## Converting Kraken results to BIOM table
This notebook attempts to convert and merge multiple kraken outputs to a single biom file (`json` format).
To begin with the analyses, the report file `GMS-2405-ITS.zip` should be extracted  to the `data` folder (see [README](../README.md))
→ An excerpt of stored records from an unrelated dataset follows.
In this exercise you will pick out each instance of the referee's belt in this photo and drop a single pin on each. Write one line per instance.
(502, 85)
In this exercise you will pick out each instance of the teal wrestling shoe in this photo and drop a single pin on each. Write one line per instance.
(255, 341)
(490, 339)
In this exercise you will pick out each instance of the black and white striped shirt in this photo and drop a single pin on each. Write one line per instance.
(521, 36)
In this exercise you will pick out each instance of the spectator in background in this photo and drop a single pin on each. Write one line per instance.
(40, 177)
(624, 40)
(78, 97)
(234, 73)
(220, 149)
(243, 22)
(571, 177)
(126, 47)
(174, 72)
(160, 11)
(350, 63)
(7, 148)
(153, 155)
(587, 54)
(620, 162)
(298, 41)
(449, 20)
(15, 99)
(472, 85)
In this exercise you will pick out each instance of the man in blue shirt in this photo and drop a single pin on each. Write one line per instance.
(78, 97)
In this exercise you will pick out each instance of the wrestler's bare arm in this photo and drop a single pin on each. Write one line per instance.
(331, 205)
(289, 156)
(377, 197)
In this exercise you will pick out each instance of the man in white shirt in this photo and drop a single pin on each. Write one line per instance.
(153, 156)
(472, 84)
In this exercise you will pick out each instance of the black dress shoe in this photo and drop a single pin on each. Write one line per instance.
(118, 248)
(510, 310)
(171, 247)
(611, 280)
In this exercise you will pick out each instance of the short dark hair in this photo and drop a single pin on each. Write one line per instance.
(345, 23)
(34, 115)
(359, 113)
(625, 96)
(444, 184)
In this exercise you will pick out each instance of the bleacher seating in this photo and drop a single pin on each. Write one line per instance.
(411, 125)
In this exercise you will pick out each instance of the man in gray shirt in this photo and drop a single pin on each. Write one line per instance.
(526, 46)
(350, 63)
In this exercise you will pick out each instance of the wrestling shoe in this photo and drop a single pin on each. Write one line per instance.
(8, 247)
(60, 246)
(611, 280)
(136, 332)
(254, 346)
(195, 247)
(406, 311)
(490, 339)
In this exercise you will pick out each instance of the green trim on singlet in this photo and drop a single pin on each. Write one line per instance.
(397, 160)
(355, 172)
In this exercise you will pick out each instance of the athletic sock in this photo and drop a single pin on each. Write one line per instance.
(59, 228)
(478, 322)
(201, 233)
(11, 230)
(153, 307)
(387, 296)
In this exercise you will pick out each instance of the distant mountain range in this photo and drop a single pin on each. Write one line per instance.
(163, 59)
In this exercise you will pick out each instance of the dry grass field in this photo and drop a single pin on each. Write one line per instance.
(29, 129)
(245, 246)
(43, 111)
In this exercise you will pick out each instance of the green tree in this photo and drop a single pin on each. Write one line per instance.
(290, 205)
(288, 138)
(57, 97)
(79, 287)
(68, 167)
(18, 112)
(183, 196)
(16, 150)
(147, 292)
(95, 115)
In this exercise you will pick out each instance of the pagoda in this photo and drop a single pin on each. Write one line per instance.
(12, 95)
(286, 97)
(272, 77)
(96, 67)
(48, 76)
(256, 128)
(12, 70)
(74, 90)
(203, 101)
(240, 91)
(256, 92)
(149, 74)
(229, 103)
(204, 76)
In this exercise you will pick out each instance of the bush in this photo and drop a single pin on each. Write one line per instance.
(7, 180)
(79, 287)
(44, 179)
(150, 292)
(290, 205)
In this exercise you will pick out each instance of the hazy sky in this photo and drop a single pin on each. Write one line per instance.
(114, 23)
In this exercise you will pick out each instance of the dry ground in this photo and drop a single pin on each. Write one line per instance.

### Step 1. Convert kraken output to individual biom tables
In this step, we will generate biom tables (`hdf5` & `json` format) to `../output` folder using [kraken-biom](https://github.com/smdabdoub/kraken-biom).

In [None]:
%%bash
for s in '09' '10' '11'
do
    input_file="../data/GMS-2405-ITS/Analysis/barcode$s/read_classifications.kraken"
    staged_file="sample_$s.kraken" # important step to give proper column name in biom table
    cp $input_file $staged_file
    kraken-biom $staged_file -o ../output/sample_$s.hdf5.biom
    kraken-biom $staged_file -o ../output/sample_$s.json.biom --fmt json
    rm $staged_file
done

### Step 2. Using biom library to merge all data together
Next, we will follow the instruction from [biom-format](https://biom-format.org/index.html) to merge all the samples together.

In [None]:
# load python libraries
from pathlib import Path
from biom import Table, load_table

In [None]:
# read all biom tables into python object
biom_tables = []
for s in Path("../output/").glob("*.json.biom"):
    table = load_table(s)
    biom_tables.append(table)

In [None]:
# merge all tables together, should've use for loop here
merged_table = biom_tables[0].merge(biom_tables[1]).merge(biom_tables[2])

# apparently, the resulting "type" instance is Null. Manually assign value
merged_table.type = "OTU table"

In [None]:
# write output to file
with open("../output/all_sample.json.biom", "w") as f:
    f.write(merged_table.to_json("biom-format"))

### 3. Analysis and visualization
Now that we have a familiar format, we can explore the data using [MEGAN6](https://uni-tuebingen.de/fakultaeten/mathematisch-naturwissenschaftliche-fakultaet/fachbereiche/informatik/lehrstuehle/algorithms-in-bioinformatics/software/megan6/#:~:text=MEGAN6%20is%20a%20comprehensive%20toolbox,InterPro2GO%2C%20SEED%2C%20eggNOG%20or%20KEGG).